Negotiations continue, however, as Republican House Floor Leader Jon Echols (R-Oklahoma City) said legislators are “circling an agreement” despite what one reporter called months of “political gamesmanship.” That agreement may hinge on Republicans agreeing to a gross production tax hike in return for Democratic support for a cigarette tax.
In an effort to break through in the special session, Fallin sent an “inventory of ideas” to Republicans and Democrats alike to bring all of the proposals to help Oklahoma’s ailing budget “on paper,” according to The Oklahoman.
“My staff and I have spent the last several months listening to ideas as well as providing proposals of our own,” Fallin said. “We believe it was important to generate this document in order to bring clarity to the situation and put everything on paper for everyone to see.”
But after holding the special session for only three days and then pausing due to seeming intractability on both sides and unwillingness by House and Senate leaders to reconvene unless a funding deal can be made on the competing cigarette and gross production taxes, movement seems unlikely.
The special session was costing Oklahoma taxpayers $30,000 per day, according to House Speaker Charles McCall (R-Atoka).
Oklahoma House Democrats led by House Minority Leader Rep. Scott Inman (D-Del City) won’t budge on their call for increasing the state’s gross production tax from 2 percent for the first 36 months of a well’s operation to 5 percent or higher.
Without votes from the Democratic caucus, House Republicans can’t reach the 76 votes to pass the cigarette tax. Inman has called for hiking the gross production tax increase to between 5 and 7 percent in four bills, HB 1006-1009, which he has introduced for the special session.

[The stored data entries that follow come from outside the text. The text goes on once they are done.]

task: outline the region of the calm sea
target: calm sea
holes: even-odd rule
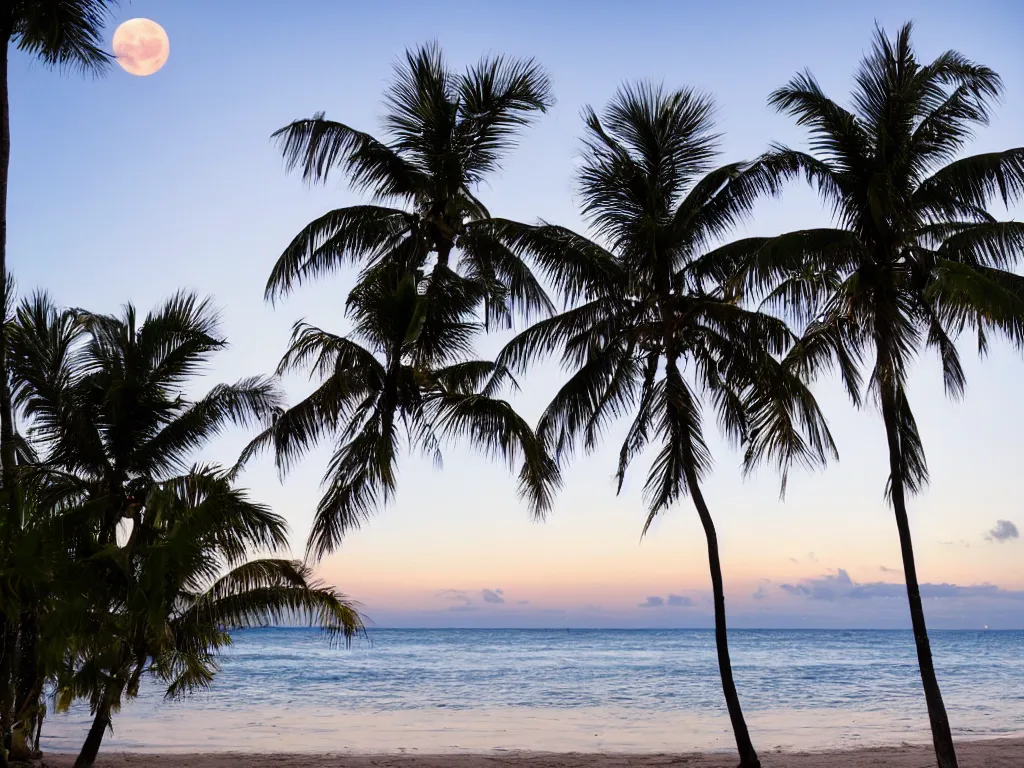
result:
[[[1024,731],[1024,632],[935,632],[962,738]],[[731,634],[761,749],[927,742],[913,638],[899,631]],[[53,715],[75,750],[88,713]],[[332,752],[687,751],[731,748],[710,631],[374,630],[332,648],[315,631],[239,632],[212,690],[154,687],[114,720],[110,749]]]

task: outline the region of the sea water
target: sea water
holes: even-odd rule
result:
[[[936,631],[954,734],[1024,732],[1024,632]],[[913,636],[736,630],[733,669],[761,749],[929,741]],[[662,752],[732,748],[705,630],[371,630],[351,648],[309,629],[235,634],[212,688],[153,684],[105,749]],[[76,750],[89,713],[50,715],[44,748]]]

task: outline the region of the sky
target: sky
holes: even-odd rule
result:
[[[536,57],[556,106],[528,129],[503,170],[480,190],[499,216],[543,218],[583,230],[573,171],[580,111],[600,107],[624,81],[691,86],[716,98],[723,162],[769,142],[803,146],[767,95],[810,68],[845,101],[877,21],[916,25],[919,55],[955,48],[999,72],[1006,94],[972,151],[1024,144],[1024,6],[998,2],[528,2],[337,3],[294,0],[133,0],[117,23],[147,17],[171,52],[157,74],[60,74],[12,52],[12,162],[8,260],[22,293],[45,287],[61,304],[145,309],[181,288],[214,297],[231,343],[196,393],[271,371],[293,322],[344,332],[352,284],[342,272],[263,301],[269,270],[308,221],[359,197],[340,176],[310,189],[285,173],[270,134],[324,110],[379,131],[392,66],[410,46],[437,40],[453,66],[487,53]],[[1024,208],[999,215],[1021,219]],[[798,186],[765,201],[736,236],[828,223]],[[507,339],[479,346],[495,354]],[[933,354],[911,378],[931,470],[910,505],[932,627],[1024,628],[1024,527],[1017,435],[1024,431],[1021,354],[996,344],[984,361],[963,344],[965,399],[945,399]],[[531,420],[562,372],[539,366],[513,402]],[[292,400],[311,386],[285,381]],[[785,500],[778,478],[744,478],[740,457],[712,440],[704,488],[719,531],[729,618],[737,627],[905,627],[900,553],[883,499],[881,420],[855,411],[838,384],[815,391],[841,459],[796,473]],[[641,457],[620,495],[612,474],[625,424],[578,458],[546,522],[516,498],[504,466],[457,446],[436,469],[402,459],[397,498],[319,566],[360,601],[377,626],[705,627],[710,584],[705,540],[688,500],[641,540]],[[713,425],[710,432],[714,434]],[[202,458],[232,462],[247,435],[226,435]],[[289,520],[301,554],[329,446],[284,482],[269,459],[243,482]]]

The political wrangling of the quid-pro-quo tax hike disappointed McCall, as the special session’s early days were filled more with rhetoric than action.
“If we do not get the (cigarette) tax implemented through the House of Representatives this week, there will likely be cuts,” McCall said last week. “If nobody wants to get serious on the cigarette tax, what they’re really saying is we’re not serious about anything.”
Inman shot back, saying sticking to a cigarette tax only would be a “Band-Aid on a bullet hole.”
It is unclear if this week’s optimism on special session negotiations or plan to reconvene next Monday will bear more fruit than the stalled talks last week that centered on the gas-production-for-cigarette-tax deal.